Selain itu, biji asam mengandung beragam asam lemak, termasuk asam palmitat, asam oleat, dan asam linoleat. Biji asam juga berfungsi sebagai sumber penting dari berbagai mineral, yaitu zat besi, fosfor, potassium, magnesium, kalsium, dan sodium (Putri, 2014).
“Biji asam dapat dikonsumsi dan dijadikan sumber pasokan makromolekul, asam lemak dan mineral,” tulis penelitian tersebut.

Bagian daun juga memiliki beragam kegunaan, terutama sebagai bahan dasar pengobatan tradisional dan bumbu dapur. Masyarakat di Manatuto Vila, misalnya, memanfaatkan daun asam melalui metode dekoksi (merebus dalam air) untuk mengatasi berbagai penyakit seperti gatal, cacar air, demam, dan keputihan; ekstrak air rebusan ini digunakan untuk mandi dua kali sehari.
Hal yang sering dilakukan masyarakat di Tapobali. Pemanfaatan ini konsisten dengan praktik di Pagatan Besar, yang menggunakannya untuk cacar air, serta mengobati bisul dan menurunkan panas.
Bagian buah asam yang sering dimanfaatkan sebagai bumbu dapur juga memiliki sifat antiobesitas. Komponen fitokimianya mencakup alkaloid, flavonoid, terpenoid, dan fenolik.
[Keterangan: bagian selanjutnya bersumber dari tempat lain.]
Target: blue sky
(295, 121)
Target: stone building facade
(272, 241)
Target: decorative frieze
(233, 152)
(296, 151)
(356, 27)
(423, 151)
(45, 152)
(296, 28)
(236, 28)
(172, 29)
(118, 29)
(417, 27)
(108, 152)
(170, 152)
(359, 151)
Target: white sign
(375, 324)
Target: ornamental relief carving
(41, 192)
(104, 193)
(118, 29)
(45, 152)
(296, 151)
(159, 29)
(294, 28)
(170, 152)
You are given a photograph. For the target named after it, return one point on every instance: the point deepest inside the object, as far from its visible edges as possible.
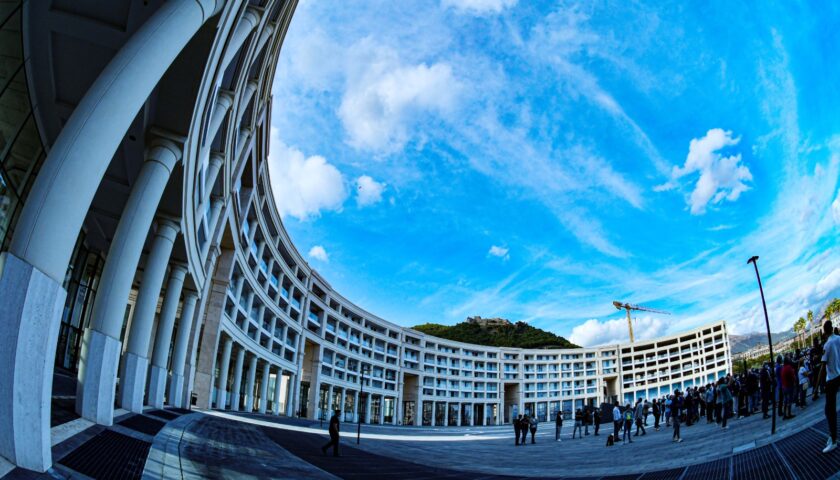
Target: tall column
(292, 400)
(101, 344)
(221, 391)
(264, 387)
(243, 28)
(179, 354)
(31, 289)
(341, 403)
(163, 337)
(236, 398)
(278, 382)
(135, 361)
(249, 388)
(215, 214)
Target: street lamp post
(754, 261)
(359, 407)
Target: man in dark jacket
(517, 426)
(596, 417)
(334, 429)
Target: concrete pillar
(278, 382)
(33, 274)
(163, 337)
(215, 214)
(381, 409)
(341, 403)
(179, 354)
(264, 387)
(249, 388)
(221, 391)
(236, 398)
(216, 161)
(243, 28)
(101, 344)
(135, 361)
(292, 400)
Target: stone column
(215, 214)
(249, 387)
(236, 398)
(382, 409)
(135, 361)
(163, 337)
(31, 285)
(179, 354)
(243, 28)
(101, 344)
(264, 387)
(292, 395)
(278, 382)
(221, 391)
(341, 403)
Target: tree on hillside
(799, 328)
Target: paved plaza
(174, 443)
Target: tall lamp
(754, 261)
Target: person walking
(334, 434)
(558, 424)
(629, 415)
(789, 383)
(533, 427)
(831, 374)
(616, 421)
(676, 404)
(578, 424)
(596, 418)
(725, 399)
(657, 412)
(587, 419)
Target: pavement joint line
(345, 434)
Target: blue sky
(442, 159)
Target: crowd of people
(787, 382)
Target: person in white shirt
(804, 375)
(831, 362)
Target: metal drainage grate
(803, 452)
(109, 455)
(673, 474)
(718, 469)
(762, 462)
(143, 424)
(163, 414)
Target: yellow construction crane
(628, 307)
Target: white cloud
(318, 253)
(303, 186)
(501, 252)
(479, 7)
(594, 332)
(385, 98)
(721, 178)
(368, 191)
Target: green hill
(496, 332)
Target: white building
(142, 251)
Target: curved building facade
(144, 258)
“Tamarindus indica L. bukan hanya memiliki nilai ekologis dan ekonomis, tetapi juga sosial-budaya yang penting. Pelestarian pengetahuan dan praktik etnobotani ini perlu didukung, untuk menjamin keberlanjutan identitas dan kesejahteraan masyarakat lokal,” tulis penelitian tersebut.

Sebagai informasi, dalam penelitian Wawo, (1998), menurut Purseglove (1968), pohon asam memiliki nilai guna beragam, seperti tanaman hias dan peneduh.
Batangnya yang keras, dimanfaatkan sebagai bahan baku arang. Dalam aspek pangan, biji asam dapat diolah, terutama di India. Setelah dikupas kulitnya, biji asam direbus atau digoreng kering untuk dikonsumsi (Burkill, 1935; PROSEA, 1992).
Biji asam juga dapat diproses menjadi tepung yang digunakan sebagai bahan dasar kue dan roti. Dari sisi perdagangan, asam dari Nusa Tenggara Timur (NTT), khususnya dari Pulau Timor, Maumere, Sikka, dan Flores, sudah menjadi komoditas penting sejak zaman Hindia Belanda (Heyne, 1987).
Pada masa itu, hasil panen asam dari NTT didistribusikan ke Pulau Jawa dan Sulawesi. Hingga kini, Pulau Jawa masih menjadi tujuan utama produksi asam dari NTT.
Referensi:
Pinto, A. (2025). Kajian Etnobotani Tanaman Asam (Tamarindus indica L.) Di Manatuto Vila Timor-Leste. Berkala Ilmiah Biologi, 16(2).
Wawo, A. H. (1998). Pengamatan Daya Hitoup Bui Asam Yang Berasal Dari Kotoran Ternak Sapi Dipadang Savana Besipae, NTT. Berita Biologi, 4(4), 62678.